WHAT KIND OF SOCIETY DO WE WANT?
I ask him if this is merely designed to ensure that the state doesn’t have to provide support for needy elderly.
“For me, it’s just about deciding what kind of society we want. Filial piety is important. Neither do we want a situation where people easily pass the buck to the state. But if you really can’t, the state will still step in.”
Indeed when it comes to family-related issues, he has made several headlines.
In 2013, then National Development Minister Khaw Boon Wan called him the "father" of the Parenthood Priority Scheme which gives housing priority to young couples with children.
Mr Seah had suggested it three years before that.
His own relationship with his family is dear to him. His father passed away last year at the age of 88.

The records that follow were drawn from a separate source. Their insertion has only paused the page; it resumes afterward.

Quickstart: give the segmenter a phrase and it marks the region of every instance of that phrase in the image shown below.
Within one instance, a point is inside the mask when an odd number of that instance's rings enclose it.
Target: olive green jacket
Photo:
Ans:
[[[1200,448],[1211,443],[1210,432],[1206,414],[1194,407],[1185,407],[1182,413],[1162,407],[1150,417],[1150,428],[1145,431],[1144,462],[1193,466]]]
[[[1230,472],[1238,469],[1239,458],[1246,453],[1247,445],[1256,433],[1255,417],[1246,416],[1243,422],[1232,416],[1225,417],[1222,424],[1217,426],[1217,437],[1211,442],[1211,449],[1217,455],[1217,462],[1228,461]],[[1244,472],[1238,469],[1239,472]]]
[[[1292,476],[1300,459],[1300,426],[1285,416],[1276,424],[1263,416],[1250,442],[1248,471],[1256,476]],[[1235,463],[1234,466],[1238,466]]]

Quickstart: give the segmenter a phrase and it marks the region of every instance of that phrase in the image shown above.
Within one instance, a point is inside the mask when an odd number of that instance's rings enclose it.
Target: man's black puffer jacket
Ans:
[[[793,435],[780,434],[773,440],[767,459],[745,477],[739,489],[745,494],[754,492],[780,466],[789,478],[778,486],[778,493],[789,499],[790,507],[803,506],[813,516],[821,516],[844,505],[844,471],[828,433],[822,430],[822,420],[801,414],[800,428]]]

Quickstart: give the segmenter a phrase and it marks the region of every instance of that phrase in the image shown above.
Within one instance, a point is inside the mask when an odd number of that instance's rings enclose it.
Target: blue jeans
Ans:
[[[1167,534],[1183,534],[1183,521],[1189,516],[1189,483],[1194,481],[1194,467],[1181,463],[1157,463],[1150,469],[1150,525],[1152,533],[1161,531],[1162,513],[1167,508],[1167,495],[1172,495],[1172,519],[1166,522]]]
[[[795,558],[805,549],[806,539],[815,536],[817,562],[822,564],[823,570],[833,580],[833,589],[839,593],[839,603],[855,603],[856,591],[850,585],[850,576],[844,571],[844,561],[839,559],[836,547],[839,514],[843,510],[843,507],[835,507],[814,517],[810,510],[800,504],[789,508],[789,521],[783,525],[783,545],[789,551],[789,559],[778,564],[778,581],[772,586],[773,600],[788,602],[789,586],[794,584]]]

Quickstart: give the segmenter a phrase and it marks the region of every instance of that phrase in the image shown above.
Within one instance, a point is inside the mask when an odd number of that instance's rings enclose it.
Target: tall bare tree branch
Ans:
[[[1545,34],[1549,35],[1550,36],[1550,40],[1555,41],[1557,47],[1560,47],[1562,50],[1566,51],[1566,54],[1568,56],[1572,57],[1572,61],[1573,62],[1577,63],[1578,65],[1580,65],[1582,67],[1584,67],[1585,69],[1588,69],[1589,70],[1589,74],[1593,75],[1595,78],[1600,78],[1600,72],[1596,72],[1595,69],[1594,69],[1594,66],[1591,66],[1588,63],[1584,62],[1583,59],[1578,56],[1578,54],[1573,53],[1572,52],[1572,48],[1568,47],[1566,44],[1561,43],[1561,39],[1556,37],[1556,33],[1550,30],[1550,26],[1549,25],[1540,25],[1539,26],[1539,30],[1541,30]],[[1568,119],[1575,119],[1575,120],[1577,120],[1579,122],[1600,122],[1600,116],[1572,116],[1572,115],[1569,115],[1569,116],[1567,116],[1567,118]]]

Towards the end of his life, Mr Seah would help him shave and cut his toe nails.
He is quick to point out that his brother, two sisters and wife were very involved in looking after his dad too.

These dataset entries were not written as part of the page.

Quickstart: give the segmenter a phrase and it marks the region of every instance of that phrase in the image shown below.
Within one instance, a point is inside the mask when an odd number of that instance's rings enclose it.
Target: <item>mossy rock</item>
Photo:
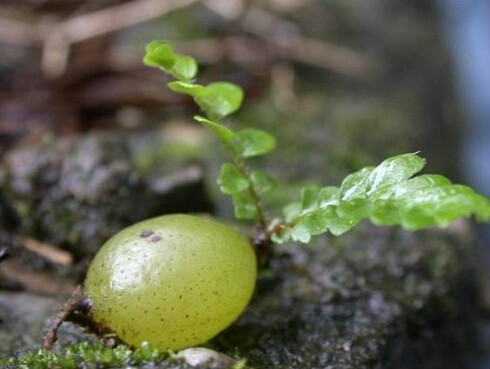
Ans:
[[[170,148],[161,136],[96,133],[10,152],[0,166],[0,226],[81,258],[137,221],[212,210],[201,164],[189,153],[158,160]]]
[[[470,357],[477,356],[483,341],[476,262],[464,238],[366,224],[306,248],[278,247],[246,313],[207,346],[246,358],[255,369],[471,368]],[[26,308],[16,299],[14,293],[2,297],[0,344],[4,354],[22,355],[39,347],[42,334],[39,325],[23,332],[29,313],[15,315],[18,304]],[[39,321],[59,303],[34,299],[49,305]],[[40,305],[31,301],[28,309],[36,311]],[[66,324],[58,350],[87,338],[73,330]],[[19,342],[22,348],[15,347]],[[149,367],[186,365],[167,358]],[[121,366],[98,366],[113,367]]]

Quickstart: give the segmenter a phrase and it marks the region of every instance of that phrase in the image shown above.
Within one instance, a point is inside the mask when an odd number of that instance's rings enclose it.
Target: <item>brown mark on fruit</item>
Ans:
[[[150,237],[153,233],[154,232],[151,229],[143,229],[141,231],[140,237],[142,238]]]
[[[152,237],[151,242],[158,242],[158,241],[160,241],[161,239],[162,239],[162,237],[160,237],[160,236],[155,236],[155,237]]]
[[[88,314],[92,311],[92,299],[87,296],[82,297],[80,300],[77,301],[76,307],[83,314]]]

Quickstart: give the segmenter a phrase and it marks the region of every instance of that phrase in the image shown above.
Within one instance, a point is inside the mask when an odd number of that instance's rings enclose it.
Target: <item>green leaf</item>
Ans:
[[[153,41],[146,45],[143,63],[160,68],[178,80],[188,82],[196,76],[197,63],[194,58],[174,53],[172,45],[166,41]]]
[[[158,67],[168,70],[175,64],[175,54],[168,42],[152,41],[146,45],[146,54],[143,63],[149,67]]]
[[[340,200],[340,188],[328,186],[324,187],[318,193],[317,203],[320,208],[326,208],[330,205],[337,205]]]
[[[221,166],[218,185],[221,192],[227,195],[238,194],[249,187],[247,179],[240,173],[236,166],[230,163],[225,163]]]
[[[276,139],[265,131],[249,128],[235,133],[233,145],[242,156],[248,158],[274,150]]]
[[[341,234],[350,231],[357,225],[357,222],[350,217],[343,217],[339,214],[338,209],[335,206],[329,206],[325,212],[327,216],[327,226],[330,233],[334,236],[340,236]]]
[[[311,236],[326,232],[329,228],[336,231],[345,228],[349,222],[335,222],[332,219],[332,209],[338,204],[340,189],[338,187],[321,188],[317,185],[306,186],[301,190],[301,201],[289,204],[283,209],[286,223],[292,224],[290,229],[274,236],[274,242],[286,242],[289,238],[294,241],[307,243]],[[341,218],[336,216],[335,218]],[[341,225],[344,225],[341,228]]]
[[[328,213],[312,211],[302,216],[294,225],[291,237],[293,241],[310,242],[311,236],[317,236],[328,230]]]
[[[366,167],[348,175],[340,186],[343,201],[366,197],[384,186],[410,178],[425,165],[416,153],[402,154],[386,159],[376,168]]]
[[[290,237],[293,241],[308,243],[311,240],[311,232],[308,226],[304,224],[295,225],[290,233]]]
[[[276,186],[276,181],[268,174],[261,171],[253,171],[250,181],[257,193],[264,193]],[[232,164],[223,164],[218,177],[218,185],[223,193],[231,195],[235,206],[235,216],[238,219],[257,219],[258,209],[252,194],[250,182]]]
[[[175,54],[175,63],[170,73],[181,81],[190,81],[197,74],[197,63],[194,58],[187,55]]]
[[[345,177],[340,185],[341,199],[349,201],[364,197],[369,190],[369,175],[373,170],[374,167],[366,167]]]
[[[371,203],[368,199],[356,198],[351,201],[340,201],[337,206],[337,214],[348,219],[355,226],[361,220],[368,217],[371,210]]]
[[[417,154],[403,154],[350,174],[340,189],[303,188],[301,202],[284,209],[289,232],[277,239],[309,242],[326,231],[339,235],[366,218],[410,230],[447,226],[472,214],[479,221],[490,219],[490,200],[470,187],[453,185],[440,175],[411,178],[424,165]]]
[[[418,177],[397,183],[394,186],[384,186],[373,192],[371,197],[376,200],[401,198],[417,190],[430,187],[450,185],[451,181],[438,174],[423,174]]]
[[[301,215],[301,203],[293,202],[282,209],[286,223],[292,223]]]
[[[211,129],[214,133],[218,135],[219,138],[221,138],[225,143],[229,143],[232,141],[233,136],[235,135],[233,131],[230,129],[226,128],[225,126],[215,123],[209,119],[206,119],[204,117],[200,117],[199,115],[194,116],[194,119],[201,123],[202,125],[206,126],[207,128]]]
[[[321,187],[317,185],[307,186],[301,189],[301,210],[310,211],[318,207],[318,194]]]
[[[253,171],[250,174],[250,180],[259,194],[272,191],[277,186],[274,178],[260,170]]]
[[[215,82],[202,86],[185,81],[174,81],[167,86],[172,91],[192,96],[212,121],[219,121],[234,113],[240,108],[243,100],[242,89],[228,82]]]
[[[215,82],[206,86],[195,96],[197,104],[213,121],[220,120],[237,111],[242,105],[243,90],[229,82]]]
[[[409,179],[425,166],[425,159],[416,153],[402,154],[386,159],[369,175],[369,193]]]
[[[253,220],[258,218],[257,206],[255,206],[250,192],[244,191],[233,195],[233,205],[237,219]]]
[[[191,96],[198,96],[206,90],[206,88],[202,85],[182,81],[169,82],[167,83],[167,86],[174,92],[179,92],[181,94],[187,94]]]
[[[432,225],[447,226],[471,214],[480,221],[488,220],[490,201],[467,186],[441,183],[377,200],[370,218],[378,225],[400,224],[417,230]]]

Today, his mother has dementia.
“That presents another set of issues but again, I’m fortunate that I have my siblings, my wife, helping out in caregiving.”
This is partly why he feels more needs to be done to help caregivers especially in terms of affordable professional nursing and care services and caregiver leave.
SOCIAL RESPONSIBILITY IN BUSINESS
Aside from policy issues, I realise we need to talk about business as, in addition to his role as MP, Mr Seah is Group CEO of NTUC FairPrice, the supermarket chain first set up by the National Trades Union Congress in 1973 to moderate the cost of living.
He admits that while it has a focus on social responsibility, it also has to keep an eye on profits.
“It’s a very difficult thing to do, to balance the two. It is not binary or mutually exclusive. For us, doing well allows us to do more good for the community.”
FairPrice has become a “multi-format” chain. For instance, in addition to FairPrice supermarkets for the masses, there are also FairPrice Finest stores catering to customers who can afford more upscale groceries.
I wonder what he would say to customers who feel FairPrice products can afford to be cheaper.
“We try and we want to do more. Our scorecard is a balanced one. It requires us to do well on our social mission, but also on our financials so that we can continue to fulfill our social mission. We are here to stay and help our customers through difficult times as well. For example, when GST was first introduced, we absorbed it for a period of time.”
In recent years, he admits that competition is stiff especially with e-commerce retailers entering the market.
“Frankly, it’s all evolving at a much faster pace than I thought. We are the incumbent and it is the curse of many incumbent leaders that it is much easier to become complacent. Today, we are going bigger on data analytics and this is allowing us to be able to serve our customers better. If I could unwind the clock, I would have done all this a lot earlier and invested even more. But it’s not too late.”
Ultimately, he wants to be remembered for making a mark in both the business and political spheres as “someone who helped”.
“I want to be remembered for having done good for the organisation and to let people see that the team puts in effort for society at large. In politics, I get a lot of satisfaction when I’ve made a difference to an individual. When someone comes up to me and says, 'Mr Seah, you’ve helped improve my life.' I think that’s good enough.”